Integrations are a key component of any clinical trial, and our panelists shared valuable insights on handling them effectively. Joe emphasized standardization is key to maintaining clarity and efficiency in integration processes, and that standardizing Case Report Forms (CRFs) and data transfer specifications helps resolve inconsistencies and ensures smooth integration. This approach allows teams to focus more on collaboration rather than troubleshooting. Joe explained how being able to identify inconsistencies early and communicate across a program of studies increases efficiency, “we were able to be consistent [across] all three trials and we could share that information between each other… get ahead of those things”.

Meghan shared a lesson learned from their experience: assigning a single Configuration Consultant for multiple trials helps maintain consistency, minimizing discrepancies and enhancing the seamless integration process. 

Key Points: 

  • Importance of standardization in integration processes
  • Consistency in CRFs and data transfer specifications
  • Assigning a single configuration consultant for multiple trials

Main Takeaway: Standardization simplifies integration and fosters better collaboration. 

5. Flexible UAT: Empowering Thorough Testing

User Acceptance Testing (UAT) is a critical phase that tests the system’s readiness for production. Megan outlined a structured approach to UAT, providing tailored test scripts and maintaining open lines of communication to address any issues promptly. The use of a visible log to track issues and their resolutions was particularly beneficial, enabling team members to stay informed about the status of reported problems and avoid redundant entries.   

Susan described their tiered testing process, which includes leveraging scripts for different user levels, ensuring comprehensive testing and allowing each stakeholder to focus on their areas of expertise. 
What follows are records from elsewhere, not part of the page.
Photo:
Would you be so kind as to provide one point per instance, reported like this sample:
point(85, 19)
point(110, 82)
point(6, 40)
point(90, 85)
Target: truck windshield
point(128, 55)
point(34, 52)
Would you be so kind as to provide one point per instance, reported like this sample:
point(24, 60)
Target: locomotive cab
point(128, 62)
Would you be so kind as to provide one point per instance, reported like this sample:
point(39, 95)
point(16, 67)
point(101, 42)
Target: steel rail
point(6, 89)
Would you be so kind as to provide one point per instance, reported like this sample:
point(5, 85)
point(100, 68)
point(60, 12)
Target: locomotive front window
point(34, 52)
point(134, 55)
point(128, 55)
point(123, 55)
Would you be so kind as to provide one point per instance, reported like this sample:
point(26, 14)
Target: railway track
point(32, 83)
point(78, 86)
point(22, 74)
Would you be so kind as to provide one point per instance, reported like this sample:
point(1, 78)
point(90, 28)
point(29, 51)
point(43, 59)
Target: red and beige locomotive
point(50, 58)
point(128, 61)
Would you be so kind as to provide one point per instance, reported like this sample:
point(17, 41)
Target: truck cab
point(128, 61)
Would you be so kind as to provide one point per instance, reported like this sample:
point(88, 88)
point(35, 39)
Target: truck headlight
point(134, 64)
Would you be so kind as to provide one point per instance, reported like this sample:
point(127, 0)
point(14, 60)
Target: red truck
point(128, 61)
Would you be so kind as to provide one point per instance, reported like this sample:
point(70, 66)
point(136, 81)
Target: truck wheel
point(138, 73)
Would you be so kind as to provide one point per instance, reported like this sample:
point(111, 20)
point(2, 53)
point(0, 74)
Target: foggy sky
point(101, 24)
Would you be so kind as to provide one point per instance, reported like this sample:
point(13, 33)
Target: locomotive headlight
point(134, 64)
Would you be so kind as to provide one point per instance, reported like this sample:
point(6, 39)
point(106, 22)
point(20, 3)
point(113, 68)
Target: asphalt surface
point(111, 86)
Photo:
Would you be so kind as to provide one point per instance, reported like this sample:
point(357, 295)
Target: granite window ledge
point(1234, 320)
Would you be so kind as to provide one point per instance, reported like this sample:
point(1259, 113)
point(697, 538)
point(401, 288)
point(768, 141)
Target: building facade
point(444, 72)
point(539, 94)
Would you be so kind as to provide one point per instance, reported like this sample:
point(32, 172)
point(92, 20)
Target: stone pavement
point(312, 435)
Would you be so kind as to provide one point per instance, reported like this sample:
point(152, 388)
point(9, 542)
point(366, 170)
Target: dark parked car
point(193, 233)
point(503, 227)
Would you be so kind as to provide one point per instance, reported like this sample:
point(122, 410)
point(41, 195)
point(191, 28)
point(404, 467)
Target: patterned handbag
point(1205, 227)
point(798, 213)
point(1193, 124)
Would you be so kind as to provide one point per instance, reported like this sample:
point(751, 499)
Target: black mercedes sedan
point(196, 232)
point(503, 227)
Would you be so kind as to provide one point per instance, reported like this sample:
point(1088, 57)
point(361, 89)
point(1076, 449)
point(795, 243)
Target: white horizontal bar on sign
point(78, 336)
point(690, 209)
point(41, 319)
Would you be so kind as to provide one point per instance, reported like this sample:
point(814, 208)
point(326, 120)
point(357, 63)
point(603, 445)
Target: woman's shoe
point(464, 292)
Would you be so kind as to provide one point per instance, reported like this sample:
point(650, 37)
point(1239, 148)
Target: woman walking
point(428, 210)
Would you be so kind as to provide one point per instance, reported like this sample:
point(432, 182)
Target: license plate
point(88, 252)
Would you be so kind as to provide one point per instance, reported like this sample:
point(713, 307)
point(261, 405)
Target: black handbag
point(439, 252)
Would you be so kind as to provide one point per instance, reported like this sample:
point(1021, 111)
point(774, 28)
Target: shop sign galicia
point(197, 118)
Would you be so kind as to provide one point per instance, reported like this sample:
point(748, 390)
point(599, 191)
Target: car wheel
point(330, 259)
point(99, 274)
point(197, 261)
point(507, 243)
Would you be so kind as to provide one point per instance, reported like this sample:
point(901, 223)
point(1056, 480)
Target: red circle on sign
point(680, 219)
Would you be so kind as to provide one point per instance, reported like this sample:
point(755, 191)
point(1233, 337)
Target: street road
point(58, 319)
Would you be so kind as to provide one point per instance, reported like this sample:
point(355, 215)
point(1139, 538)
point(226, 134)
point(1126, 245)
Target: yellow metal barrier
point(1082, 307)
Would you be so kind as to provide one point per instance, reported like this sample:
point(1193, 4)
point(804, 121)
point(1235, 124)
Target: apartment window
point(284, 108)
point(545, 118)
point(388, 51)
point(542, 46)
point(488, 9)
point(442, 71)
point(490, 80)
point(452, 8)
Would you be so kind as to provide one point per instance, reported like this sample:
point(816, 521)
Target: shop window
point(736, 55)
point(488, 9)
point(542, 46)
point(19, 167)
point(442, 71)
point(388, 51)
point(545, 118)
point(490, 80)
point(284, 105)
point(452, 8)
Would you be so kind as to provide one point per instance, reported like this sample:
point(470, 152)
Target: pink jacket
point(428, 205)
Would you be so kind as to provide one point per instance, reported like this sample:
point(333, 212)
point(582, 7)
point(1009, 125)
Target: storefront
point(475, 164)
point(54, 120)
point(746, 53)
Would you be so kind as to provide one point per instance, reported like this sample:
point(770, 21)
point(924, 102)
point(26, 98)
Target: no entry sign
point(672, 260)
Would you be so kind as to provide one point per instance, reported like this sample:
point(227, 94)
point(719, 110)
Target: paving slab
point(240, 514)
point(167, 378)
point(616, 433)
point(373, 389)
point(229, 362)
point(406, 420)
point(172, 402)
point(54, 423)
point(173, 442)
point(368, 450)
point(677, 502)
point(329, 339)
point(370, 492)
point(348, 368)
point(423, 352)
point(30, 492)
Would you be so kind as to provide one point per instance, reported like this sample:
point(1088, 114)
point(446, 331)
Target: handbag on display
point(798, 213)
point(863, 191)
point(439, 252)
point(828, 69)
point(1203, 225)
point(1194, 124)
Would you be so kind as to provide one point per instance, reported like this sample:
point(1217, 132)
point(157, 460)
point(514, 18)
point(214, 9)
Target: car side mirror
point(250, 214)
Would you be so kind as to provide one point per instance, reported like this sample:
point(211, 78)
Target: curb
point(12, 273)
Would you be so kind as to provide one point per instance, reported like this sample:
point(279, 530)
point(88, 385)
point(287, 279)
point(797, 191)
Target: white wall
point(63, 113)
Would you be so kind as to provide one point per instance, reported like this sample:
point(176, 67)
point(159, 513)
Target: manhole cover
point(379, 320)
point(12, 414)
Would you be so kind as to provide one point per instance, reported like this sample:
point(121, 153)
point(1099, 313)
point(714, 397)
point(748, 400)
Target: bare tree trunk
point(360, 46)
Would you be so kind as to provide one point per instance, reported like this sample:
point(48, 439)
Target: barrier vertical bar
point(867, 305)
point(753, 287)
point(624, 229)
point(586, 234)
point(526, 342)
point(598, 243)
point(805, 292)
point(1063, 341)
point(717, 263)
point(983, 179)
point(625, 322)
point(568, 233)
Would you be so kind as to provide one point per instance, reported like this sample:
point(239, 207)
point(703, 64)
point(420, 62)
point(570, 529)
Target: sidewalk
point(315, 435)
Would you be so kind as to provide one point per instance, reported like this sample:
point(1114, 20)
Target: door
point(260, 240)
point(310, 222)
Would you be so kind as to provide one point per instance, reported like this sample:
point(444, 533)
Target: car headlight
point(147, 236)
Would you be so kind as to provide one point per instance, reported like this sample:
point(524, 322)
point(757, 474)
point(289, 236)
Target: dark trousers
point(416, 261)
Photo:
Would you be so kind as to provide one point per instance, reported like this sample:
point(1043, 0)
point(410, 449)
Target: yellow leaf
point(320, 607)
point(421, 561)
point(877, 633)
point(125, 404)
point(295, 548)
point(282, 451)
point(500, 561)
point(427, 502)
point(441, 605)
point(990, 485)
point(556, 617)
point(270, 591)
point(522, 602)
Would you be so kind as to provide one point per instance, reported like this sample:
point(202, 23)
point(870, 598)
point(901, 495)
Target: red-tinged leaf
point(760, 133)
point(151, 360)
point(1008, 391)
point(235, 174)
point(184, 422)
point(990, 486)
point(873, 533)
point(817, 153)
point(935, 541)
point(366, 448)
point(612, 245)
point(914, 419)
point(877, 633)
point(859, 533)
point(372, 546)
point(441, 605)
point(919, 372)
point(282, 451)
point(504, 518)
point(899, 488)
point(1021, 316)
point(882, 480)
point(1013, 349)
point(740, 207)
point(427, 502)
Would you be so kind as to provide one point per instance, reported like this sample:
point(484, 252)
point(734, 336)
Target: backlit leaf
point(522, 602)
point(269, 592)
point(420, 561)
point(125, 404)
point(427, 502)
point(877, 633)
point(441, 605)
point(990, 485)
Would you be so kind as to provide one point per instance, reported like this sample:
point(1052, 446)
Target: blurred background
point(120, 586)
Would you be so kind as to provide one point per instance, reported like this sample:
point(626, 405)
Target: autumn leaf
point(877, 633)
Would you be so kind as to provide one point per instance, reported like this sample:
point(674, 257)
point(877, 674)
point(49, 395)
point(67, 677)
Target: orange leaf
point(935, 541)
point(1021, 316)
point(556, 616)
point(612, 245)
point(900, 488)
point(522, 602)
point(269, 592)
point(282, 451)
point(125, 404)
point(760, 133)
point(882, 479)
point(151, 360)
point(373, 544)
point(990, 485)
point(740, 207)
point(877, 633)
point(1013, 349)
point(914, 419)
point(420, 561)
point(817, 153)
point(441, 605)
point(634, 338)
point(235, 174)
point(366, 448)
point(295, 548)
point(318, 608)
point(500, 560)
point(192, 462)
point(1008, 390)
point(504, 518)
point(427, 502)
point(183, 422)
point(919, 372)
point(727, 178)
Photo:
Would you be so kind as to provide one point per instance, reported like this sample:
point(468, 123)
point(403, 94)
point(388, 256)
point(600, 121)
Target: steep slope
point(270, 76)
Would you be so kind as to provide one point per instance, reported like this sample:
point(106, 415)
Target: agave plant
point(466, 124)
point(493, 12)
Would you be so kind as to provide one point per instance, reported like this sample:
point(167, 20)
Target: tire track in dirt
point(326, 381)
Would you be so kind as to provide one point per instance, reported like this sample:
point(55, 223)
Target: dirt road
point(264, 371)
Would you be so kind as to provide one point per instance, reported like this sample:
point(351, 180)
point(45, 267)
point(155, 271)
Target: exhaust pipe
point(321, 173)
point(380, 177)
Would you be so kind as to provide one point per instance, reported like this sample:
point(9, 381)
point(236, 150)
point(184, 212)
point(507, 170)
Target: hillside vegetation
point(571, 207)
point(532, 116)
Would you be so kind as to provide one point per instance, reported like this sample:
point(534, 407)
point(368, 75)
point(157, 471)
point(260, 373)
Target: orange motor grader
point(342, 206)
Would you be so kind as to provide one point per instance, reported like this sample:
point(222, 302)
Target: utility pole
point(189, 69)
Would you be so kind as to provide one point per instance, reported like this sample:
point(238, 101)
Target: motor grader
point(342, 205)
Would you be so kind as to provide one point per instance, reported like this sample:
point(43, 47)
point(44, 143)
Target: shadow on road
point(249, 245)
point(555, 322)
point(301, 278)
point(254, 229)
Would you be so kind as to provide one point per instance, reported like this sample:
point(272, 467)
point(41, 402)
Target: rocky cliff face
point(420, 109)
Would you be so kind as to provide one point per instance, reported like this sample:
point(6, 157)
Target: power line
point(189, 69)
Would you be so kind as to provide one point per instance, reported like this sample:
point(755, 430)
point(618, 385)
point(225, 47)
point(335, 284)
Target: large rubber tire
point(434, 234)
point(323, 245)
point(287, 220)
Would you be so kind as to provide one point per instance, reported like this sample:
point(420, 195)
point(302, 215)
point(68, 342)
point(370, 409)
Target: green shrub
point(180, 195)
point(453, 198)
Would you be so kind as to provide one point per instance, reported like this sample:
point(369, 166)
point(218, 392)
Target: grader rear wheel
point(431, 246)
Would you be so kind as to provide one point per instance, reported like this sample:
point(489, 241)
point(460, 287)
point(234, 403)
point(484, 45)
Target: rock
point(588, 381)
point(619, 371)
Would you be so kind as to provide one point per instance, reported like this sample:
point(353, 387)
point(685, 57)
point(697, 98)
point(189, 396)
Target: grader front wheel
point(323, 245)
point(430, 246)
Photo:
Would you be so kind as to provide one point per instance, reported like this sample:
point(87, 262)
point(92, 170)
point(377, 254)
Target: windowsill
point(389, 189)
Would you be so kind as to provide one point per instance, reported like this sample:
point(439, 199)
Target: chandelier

Daily open-line meetings further enhance this collaborative model, providing a platform for quick resolution of any issues, which keeps the testing phase aligned and effective. Susan and Joe both appreciated the flexibility and support provided during UAT, which allowed them to test the system thoroughly and resolve any issues quickly. Meghan gave context to the simple but direct and effective approach:

“no one had to come on it…Susan, Joe, and their team could just pop in if they had a question…so we could address it really quickly.”


6. Go-Live and Beyond: Sustaining Excellence 

Flexibility and continuous support are crucial for a successful go-live strategy. Susan noted that aligning RTSM and EDC timelines effectively ensures a smooth go-live process and shared her experience of adjusting go-live timelines based on the readiness of EDC integrations. Demonstrating the importance of coordinating with all system components to ensure a smooth launch allows teams to dynamically respond to changes while maintaining project momentum. 

Joe appreciated the model’s responsiveness, highlighting the quick turnaround on post-production issues as invaluable. This continuous support ensures that teams can swiftly adapt and resolve issues, sustaining high performance throughout the trial. 

Joe included a recent example:

“Just yesterday we had a little issue in our UAT data and our subject ID uniqueness when entering casebooks in UAT, and within less than a day I was able to get you [Veeva RTSM lead], our EDC lead from Veeva, our CRO EDC designer and everyone on a call quickly. We ironed out the issue and talked as stakeholders and were able to come to an agreement on an issue very quickly and the turnaround time was fantastic.”

Key Points: 

  • Aligning RTSM and EDC timelines 
  • Responsive scheduling and availability based on readiness
  • Continuous support and quick question resolution post-go-live

Main Takeaway: Flexibility and continuous support are crucial for a successful go-live and sustained performance. 

Final Thoughts: 

The sponsor oversight and provider partnership approaches exemplified in this Veeva RTSM webinar underscore the importance of strategic planning, robust stakeholder engagement, standardized integration, and flexible UAT processes. By fostering a collaborative environment and providing continuous support, this model enhances not only effectiveness of systems and multi-study programs, but helps individuals and collectives become the best version of themselves.